Liderlerin şüpheci olması gerektiğini kanıtlayan üç bilimsel neden
Belirsizlik çağında kesinlik, sanıldığı gibi bir liderlik gücü değil; yeniliğin, büyümenin ve doğru kararların önündeki en büyük engel. Günümüz dünyasında gerçek liderlik, tüm cevaplara sahip olmaktan çok, şüphe etmeye cesaret edebilmeyi gerektiriyor.
Belirsizlik çağında kesinlik, sanıldığı gibi bir liderlik gücü değil; yeniliğin, büyümenin ve doğru kararların önündeki en büyük engel. Günümüz dünyasında gerçek liderlik, tüm cevaplara sahip olmaktan çok, şüphe etmeye cesaret edebilmeyi gerektiriyor.
31 Mayıs 2025, 09:00
Dünya politik, teknolojik ve ahlaki çalkantılarla sarsılırken kesinlik arayışımız doğallaşıyor. Net cevaplar, sağlam zemin ve ne olursa olsun kendinden emin liderler istiyoruz. Ancak zemin sürekli kayıyor. Araştırmalar, çalışanların yaşadığı belirsizlikte yüzde 80’e varan artış olduğunu gösteriyor. Bu da her hafta neredeyse bir tam iş gününün stres ve kaygıya gitmesine neden oluyor. Maliyeti? Yılda 183 milyar dolar.
İlk bakışta kesinlik bir çözüm gibi görünebilir. Ancak bir paradoks var: Kesinlik, belirsizliğin zıttı değildir. Hatta çoğu zaman netliğin de zıttıdır. Yeni bilgiye, farklı fikirlere ve gelişime kapıyı kapatır. Bu yüzden bugünün dünyasında ihtiyacımız olan şey kesinlik değil; düşünen, sorgulayan ve uyum sağlayan bir şüpheciliktir.

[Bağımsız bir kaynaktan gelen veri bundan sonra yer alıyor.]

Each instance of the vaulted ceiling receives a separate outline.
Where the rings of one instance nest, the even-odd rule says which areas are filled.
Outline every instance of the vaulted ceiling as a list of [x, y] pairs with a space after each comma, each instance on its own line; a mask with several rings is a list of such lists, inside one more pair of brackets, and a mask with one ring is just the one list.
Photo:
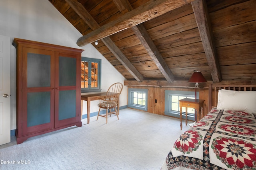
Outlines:
[[49, 0], [130, 82], [256, 83], [256, 0]]

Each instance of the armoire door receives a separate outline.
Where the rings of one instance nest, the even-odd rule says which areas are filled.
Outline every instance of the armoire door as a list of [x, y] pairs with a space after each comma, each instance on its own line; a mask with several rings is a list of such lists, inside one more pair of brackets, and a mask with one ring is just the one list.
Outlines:
[[54, 51], [22, 47], [22, 135], [54, 127]]
[[56, 52], [55, 126], [79, 121], [80, 61], [78, 54]]

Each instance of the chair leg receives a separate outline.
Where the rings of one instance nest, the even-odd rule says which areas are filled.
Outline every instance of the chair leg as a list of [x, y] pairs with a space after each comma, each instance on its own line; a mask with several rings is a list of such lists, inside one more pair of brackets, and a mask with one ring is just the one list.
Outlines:
[[106, 123], [108, 123], [108, 109], [106, 109]]
[[115, 110], [116, 111], [116, 116], [117, 116], [117, 119], [119, 120], [119, 117], [118, 117], [118, 114], [117, 113], [117, 110], [116, 110], [116, 107], [115, 107]]
[[98, 112], [98, 116], [97, 116], [97, 120], [98, 120], [98, 118], [99, 117], [99, 115], [100, 115], [100, 109], [99, 109], [99, 112]]

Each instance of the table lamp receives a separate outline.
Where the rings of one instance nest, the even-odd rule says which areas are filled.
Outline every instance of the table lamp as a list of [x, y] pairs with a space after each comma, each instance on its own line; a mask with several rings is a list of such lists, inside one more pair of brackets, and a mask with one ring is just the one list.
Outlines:
[[[201, 72], [196, 70], [194, 72], [191, 77], [188, 80], [188, 82], [190, 83], [196, 83], [195, 84], [195, 101], [196, 101], [196, 88], [198, 87], [198, 83], [202, 82], [206, 82], [207, 81], [205, 79], [203, 74]], [[196, 112], [195, 111], [195, 123], [190, 123], [189, 125], [192, 127], [194, 126], [196, 123]]]

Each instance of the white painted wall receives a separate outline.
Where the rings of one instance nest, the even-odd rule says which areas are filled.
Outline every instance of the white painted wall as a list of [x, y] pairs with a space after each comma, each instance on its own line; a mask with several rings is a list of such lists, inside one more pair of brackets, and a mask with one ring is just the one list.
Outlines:
[[[48, 0], [0, 0], [0, 35], [11, 37], [84, 49], [82, 56], [102, 59], [102, 88], [106, 91], [112, 84], [124, 78], [91, 44], [76, 45], [82, 34]], [[16, 49], [11, 45], [11, 129], [16, 129]], [[120, 106], [127, 105], [127, 87], [124, 86]], [[91, 102], [91, 111], [98, 110], [98, 102]], [[84, 102], [83, 114], [86, 114]]]

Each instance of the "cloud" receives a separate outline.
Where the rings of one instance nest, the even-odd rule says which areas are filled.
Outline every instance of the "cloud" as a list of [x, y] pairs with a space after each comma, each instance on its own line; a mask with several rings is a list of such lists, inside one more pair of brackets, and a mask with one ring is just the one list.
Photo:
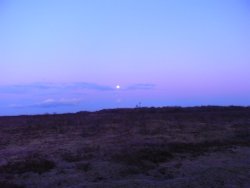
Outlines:
[[95, 91], [112, 91], [113, 87], [100, 85], [89, 82], [73, 82], [73, 83], [31, 83], [31, 84], [19, 84], [19, 85], [4, 85], [0, 86], [1, 93], [31, 93], [34, 91], [38, 92], [64, 92], [74, 90], [95, 90]]
[[43, 108], [51, 108], [51, 107], [62, 107], [62, 106], [76, 106], [79, 105], [81, 100], [79, 99], [46, 99], [41, 103], [34, 104], [32, 107], [43, 107]]
[[133, 84], [127, 87], [127, 90], [149, 90], [154, 89], [155, 84]]
[[27, 105], [18, 105], [12, 104], [9, 107], [11, 108], [26, 108], [26, 107], [34, 107], [34, 108], [53, 108], [53, 107], [64, 107], [64, 106], [77, 106], [81, 103], [80, 99], [46, 99], [39, 103], [27, 104]]

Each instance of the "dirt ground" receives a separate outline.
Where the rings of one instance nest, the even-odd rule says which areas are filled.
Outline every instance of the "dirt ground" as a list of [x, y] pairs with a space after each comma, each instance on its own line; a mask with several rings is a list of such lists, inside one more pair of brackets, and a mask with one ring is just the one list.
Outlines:
[[0, 117], [0, 187], [250, 187], [250, 108]]

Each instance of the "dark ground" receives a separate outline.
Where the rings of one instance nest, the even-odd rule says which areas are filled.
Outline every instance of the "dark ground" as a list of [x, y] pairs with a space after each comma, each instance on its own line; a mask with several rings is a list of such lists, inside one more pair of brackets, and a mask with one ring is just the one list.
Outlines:
[[250, 107], [0, 117], [0, 187], [250, 187]]

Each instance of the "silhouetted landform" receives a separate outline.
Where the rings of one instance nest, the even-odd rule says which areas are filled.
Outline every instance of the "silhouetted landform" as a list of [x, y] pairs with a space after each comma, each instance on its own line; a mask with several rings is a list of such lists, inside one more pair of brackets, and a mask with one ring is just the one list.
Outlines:
[[250, 107], [0, 117], [0, 187], [250, 187]]

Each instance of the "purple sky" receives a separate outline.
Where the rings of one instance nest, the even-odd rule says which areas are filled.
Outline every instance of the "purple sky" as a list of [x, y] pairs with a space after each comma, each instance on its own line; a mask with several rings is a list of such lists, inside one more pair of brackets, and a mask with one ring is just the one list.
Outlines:
[[0, 0], [0, 115], [139, 102], [250, 105], [249, 1]]

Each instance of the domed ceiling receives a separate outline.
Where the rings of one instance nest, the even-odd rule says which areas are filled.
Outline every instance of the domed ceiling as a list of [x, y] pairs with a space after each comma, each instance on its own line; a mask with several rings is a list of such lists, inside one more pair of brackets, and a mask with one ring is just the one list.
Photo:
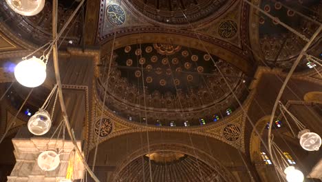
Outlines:
[[[184, 156], [164, 163], [155, 163], [155, 159], [151, 159], [151, 156], [164, 154]], [[116, 181], [149, 181], [149, 163], [147, 156], [150, 156], [151, 162], [151, 181], [226, 181], [219, 172], [203, 161], [174, 152], [153, 152], [142, 156], [143, 161], [142, 157], [137, 158], [118, 174]]]
[[[299, 15], [294, 11], [286, 8], [283, 5], [292, 7], [294, 10], [306, 14], [313, 19], [321, 19], [322, 4], [319, 0], [312, 1], [261, 1], [261, 8], [274, 17], [279, 17], [286, 23], [307, 38], [311, 37], [319, 24], [308, 21], [306, 18]], [[282, 5], [283, 3], [283, 5]], [[308, 7], [308, 8], [307, 8]], [[286, 28], [272, 21], [263, 14], [259, 18], [259, 42], [265, 63], [270, 67], [279, 67], [288, 70], [294, 60], [306, 44], [306, 41], [291, 32]], [[319, 57], [321, 54], [321, 39], [316, 39], [309, 51], [310, 54]], [[308, 61], [301, 61], [297, 70], [308, 69]]]
[[[151, 43], [118, 48], [114, 56], [107, 86], [107, 106], [127, 119], [142, 122], [147, 111], [151, 124], [160, 121], [169, 125], [175, 121], [177, 125], [184, 125], [184, 122], [189, 121], [200, 125], [201, 119], [213, 121], [215, 114], [222, 117], [227, 108], [237, 108], [224, 79], [205, 52]], [[213, 57], [234, 92], [244, 99], [245, 74]], [[101, 72], [106, 75], [108, 57], [103, 61]], [[98, 82], [102, 100], [106, 77], [102, 76]]]
[[230, 7], [227, 0], [129, 0], [135, 12], [169, 25], [189, 24], [215, 18]]
[[[76, 8], [78, 3], [75, 2], [76, 1], [72, 0], [59, 1], [58, 30]], [[39, 14], [32, 17], [21, 16], [11, 10], [6, 1], [0, 1], [0, 15], [3, 17], [3, 21], [20, 37], [34, 44], [47, 43], [52, 39], [52, 11], [51, 1], [46, 1], [43, 10]], [[81, 11], [80, 12], [62, 36], [60, 41], [63, 46], [80, 43], [82, 35], [80, 16]]]

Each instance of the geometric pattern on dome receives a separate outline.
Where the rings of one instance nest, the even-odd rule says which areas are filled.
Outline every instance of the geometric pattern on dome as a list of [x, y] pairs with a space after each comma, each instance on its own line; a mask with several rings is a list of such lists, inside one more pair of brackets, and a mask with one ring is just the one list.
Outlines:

1. Kesinlik yeniliği öldürür
Alman fizikçi Max Planck, "Bilim bir cenazede bir kere ilerler" demişti. En zeki insanlar bile -Einstein dahil- kendi fikirlerine o kadar bağlanırlar ki yeniliklere karşı direnirler.

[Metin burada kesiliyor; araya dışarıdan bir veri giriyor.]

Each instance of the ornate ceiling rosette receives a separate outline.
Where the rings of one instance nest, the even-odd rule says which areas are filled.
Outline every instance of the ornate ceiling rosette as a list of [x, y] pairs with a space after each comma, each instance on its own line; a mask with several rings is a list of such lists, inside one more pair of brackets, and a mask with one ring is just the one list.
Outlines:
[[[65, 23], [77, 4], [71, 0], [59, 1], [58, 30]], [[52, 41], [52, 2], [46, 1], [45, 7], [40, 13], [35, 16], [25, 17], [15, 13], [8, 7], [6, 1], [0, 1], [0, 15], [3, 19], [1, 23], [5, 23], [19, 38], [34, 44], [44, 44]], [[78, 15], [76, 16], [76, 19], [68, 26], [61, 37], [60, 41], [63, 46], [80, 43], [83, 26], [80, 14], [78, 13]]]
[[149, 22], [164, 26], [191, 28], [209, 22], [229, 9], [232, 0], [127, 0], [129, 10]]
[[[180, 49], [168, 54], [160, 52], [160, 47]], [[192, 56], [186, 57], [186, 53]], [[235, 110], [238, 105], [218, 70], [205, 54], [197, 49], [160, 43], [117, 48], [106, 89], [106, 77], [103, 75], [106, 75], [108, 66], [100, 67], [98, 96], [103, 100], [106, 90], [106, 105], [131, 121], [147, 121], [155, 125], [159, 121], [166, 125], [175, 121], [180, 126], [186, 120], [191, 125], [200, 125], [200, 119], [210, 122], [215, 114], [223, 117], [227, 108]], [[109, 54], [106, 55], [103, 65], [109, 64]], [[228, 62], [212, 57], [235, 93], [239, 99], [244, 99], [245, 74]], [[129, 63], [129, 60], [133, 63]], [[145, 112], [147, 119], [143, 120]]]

Yenilik, eski düşünceleri bırakıp yeni fikirleri değerlendirme cesareti gerektirir. Ancak bu özellikle uzmanlar için zordur. Araştırmalar, deneyim arttıkça zihinsel esnekliğin azaldığını gösteriyor. Bu da bizi, değişen dünyayı fark edemez hale getiriyor.
Örneğin Blackberry: Bir dönem cep telefonlarının lideriydi. Ancak iPhone'un getirdiği devrimi göremediler. Eskiden işe yarayan yöntemlere sarıldılar, pazar liderliklerinin onları koruyacağını düşündüler. Ama dünya değişmişti ve onlar çok geç fark etti.

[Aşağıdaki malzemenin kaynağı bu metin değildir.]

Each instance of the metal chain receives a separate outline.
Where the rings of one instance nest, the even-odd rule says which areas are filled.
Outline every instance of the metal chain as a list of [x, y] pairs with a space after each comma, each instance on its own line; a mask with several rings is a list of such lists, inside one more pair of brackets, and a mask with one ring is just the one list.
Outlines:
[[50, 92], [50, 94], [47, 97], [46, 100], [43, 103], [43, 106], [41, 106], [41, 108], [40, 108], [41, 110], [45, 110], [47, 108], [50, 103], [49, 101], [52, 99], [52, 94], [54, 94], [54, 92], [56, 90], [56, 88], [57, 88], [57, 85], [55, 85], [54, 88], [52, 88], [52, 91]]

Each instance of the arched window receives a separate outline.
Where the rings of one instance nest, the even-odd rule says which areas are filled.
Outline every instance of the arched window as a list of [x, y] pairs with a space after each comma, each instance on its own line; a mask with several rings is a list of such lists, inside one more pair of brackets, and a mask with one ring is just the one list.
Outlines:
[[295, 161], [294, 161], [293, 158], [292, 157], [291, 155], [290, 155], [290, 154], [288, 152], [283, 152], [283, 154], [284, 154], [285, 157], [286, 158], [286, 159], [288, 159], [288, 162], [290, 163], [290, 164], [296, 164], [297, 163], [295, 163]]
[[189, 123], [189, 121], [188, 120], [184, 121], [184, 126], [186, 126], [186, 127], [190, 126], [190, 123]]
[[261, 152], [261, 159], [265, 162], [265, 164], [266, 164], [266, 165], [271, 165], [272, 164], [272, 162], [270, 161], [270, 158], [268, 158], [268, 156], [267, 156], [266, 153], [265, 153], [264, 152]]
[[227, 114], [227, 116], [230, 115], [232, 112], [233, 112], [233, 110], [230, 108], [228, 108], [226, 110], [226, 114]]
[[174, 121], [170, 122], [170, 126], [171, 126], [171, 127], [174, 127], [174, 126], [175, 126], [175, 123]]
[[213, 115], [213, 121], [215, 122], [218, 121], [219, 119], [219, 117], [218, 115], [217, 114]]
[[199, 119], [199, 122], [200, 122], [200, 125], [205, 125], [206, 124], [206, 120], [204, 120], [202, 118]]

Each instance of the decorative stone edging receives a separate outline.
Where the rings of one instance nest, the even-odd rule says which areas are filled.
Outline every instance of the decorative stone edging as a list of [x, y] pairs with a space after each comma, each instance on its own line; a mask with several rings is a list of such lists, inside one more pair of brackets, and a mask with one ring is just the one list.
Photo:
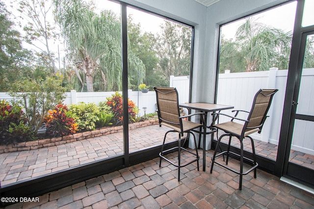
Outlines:
[[[157, 125], [158, 124], [158, 119], [145, 120], [143, 122], [130, 123], [129, 124], [129, 130], [134, 129], [152, 125]], [[10, 144], [7, 145], [0, 145], [0, 153], [17, 151], [30, 150], [43, 147], [56, 146], [59, 144], [120, 132], [122, 131], [123, 129], [123, 126], [104, 127], [101, 129], [78, 133], [71, 135], [64, 136], [62, 137], [54, 137], [51, 139], [49, 138], [35, 141], [20, 142], [14, 145]]]

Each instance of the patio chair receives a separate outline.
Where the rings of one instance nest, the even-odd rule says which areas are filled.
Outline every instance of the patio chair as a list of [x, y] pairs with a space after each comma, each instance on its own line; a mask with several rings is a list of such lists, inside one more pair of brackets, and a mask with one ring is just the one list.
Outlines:
[[[254, 142], [253, 139], [249, 135], [255, 132], [261, 133], [265, 120], [267, 116], [267, 113], [269, 109], [271, 101], [275, 93], [278, 90], [277, 89], [261, 89], [258, 91], [255, 94], [253, 100], [253, 103], [252, 109], [250, 112], [244, 111], [241, 110], [234, 110], [233, 112], [236, 112], [234, 116], [228, 116], [222, 113], [214, 113], [212, 115], [215, 116], [215, 117], [212, 123], [212, 126], [216, 128], [218, 130], [221, 130], [225, 132], [218, 139], [216, 149], [214, 152], [212, 158], [211, 158], [211, 167], [210, 167], [210, 173], [212, 172], [212, 168], [214, 163], [216, 163], [225, 168], [227, 168], [235, 173], [240, 175], [240, 179], [239, 182], [239, 189], [242, 189], [242, 181], [243, 175], [246, 175], [250, 172], [254, 170], [254, 178], [256, 178], [256, 168], [258, 166], [258, 163], [256, 162], [256, 156], [255, 154], [255, 149], [254, 147]], [[248, 114], [248, 116], [246, 119], [239, 118], [236, 117], [240, 112], [243, 112]], [[230, 121], [223, 122], [215, 124], [214, 123], [219, 116], [225, 116], [231, 118]], [[242, 121], [241, 123], [234, 122], [234, 120], [237, 120], [238, 121]], [[218, 136], [218, 135], [217, 135]], [[217, 154], [217, 151], [218, 147], [219, 147], [220, 141], [223, 137], [225, 136], [229, 137], [229, 141], [228, 145], [227, 151], [221, 152]], [[240, 141], [240, 154], [235, 153], [230, 151], [230, 144], [231, 143], [231, 139], [233, 137], [237, 138]], [[243, 157], [243, 140], [247, 137], [251, 139], [252, 143], [252, 149], [253, 159], [250, 159], [246, 157]], [[226, 159], [225, 164], [223, 163], [220, 163], [217, 161], [216, 158], [221, 155], [226, 154]], [[232, 154], [240, 158], [240, 171], [235, 170], [227, 166], [228, 163], [228, 158], [229, 154]], [[252, 166], [248, 169], [246, 172], [243, 172], [243, 159], [248, 162], [252, 163]]]
[[[170, 163], [178, 168], [178, 181], [180, 181], [180, 168], [186, 166], [195, 162], [197, 162], [197, 170], [199, 170], [199, 160], [200, 157], [198, 155], [197, 151], [197, 144], [195, 139], [195, 136], [192, 131], [196, 131], [195, 129], [203, 126], [205, 127], [205, 123], [204, 120], [204, 114], [202, 113], [197, 113], [193, 114], [190, 114], [186, 116], [181, 116], [179, 106], [179, 99], [178, 96], [178, 91], [175, 88], [171, 87], [154, 87], [156, 93], [156, 98], [157, 101], [157, 112], [158, 113], [158, 118], [159, 120], [159, 126], [164, 125], [171, 130], [168, 131], [165, 134], [163, 139], [163, 142], [161, 146], [161, 151], [159, 153], [160, 157], [159, 167], [161, 166], [161, 160], [164, 159]], [[184, 118], [199, 115], [201, 117], [201, 123], [195, 123], [185, 119]], [[203, 130], [204, 130], [203, 129]], [[177, 132], [179, 133], [178, 145], [171, 148], [166, 150], [164, 150], [165, 141], [167, 135], [170, 132]], [[185, 134], [183, 137], [183, 134]], [[189, 138], [190, 135], [193, 136], [194, 142], [195, 146], [196, 153], [192, 152], [190, 150], [183, 147], [183, 144], [184, 144], [187, 139]], [[184, 139], [183, 142], [182, 143], [182, 139]], [[177, 163], [173, 162], [167, 159], [165, 156], [166, 154], [170, 153], [173, 150], [178, 150]], [[181, 163], [181, 150], [183, 150], [192, 154], [194, 159], [186, 162], [183, 164]]]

2. Kesinlik büyümeyi sınırlar
Şüphe, liderliğin en az takdir edilen ama en güçlü araçlarından biridir. Varsayımlarımızı, inançlarımızı ve düşünce tarzımızı sorgulamamızı sağlar. Bu, yeni beceriler öğrenmenin ve farklı bakış açılarını anlamanın önünü açar.
Araştırmalar, öğrenmeye açık ve esnek insanların daha başarılı olduğunu gösteriyor. Buna karşılık kesinlik, zihni kapatır. Ego uğruna merakı feda eder. Nörobilimsel araştırmalar, insanlar ait hissettikleri grupların inançlarına ters düşen bilgileri reddetme eğiliminde olduklarını ortaya koyuyor.
Bu, önyargı ve kutuplaşmayı besliyor. Gerçek liderler ise bu döngüyü kırmalı: daha çok soru sorarak, farklı fikirlere açık olarak ve en emin oldukları anda bile kendi düşüncelerini sorgulayarak.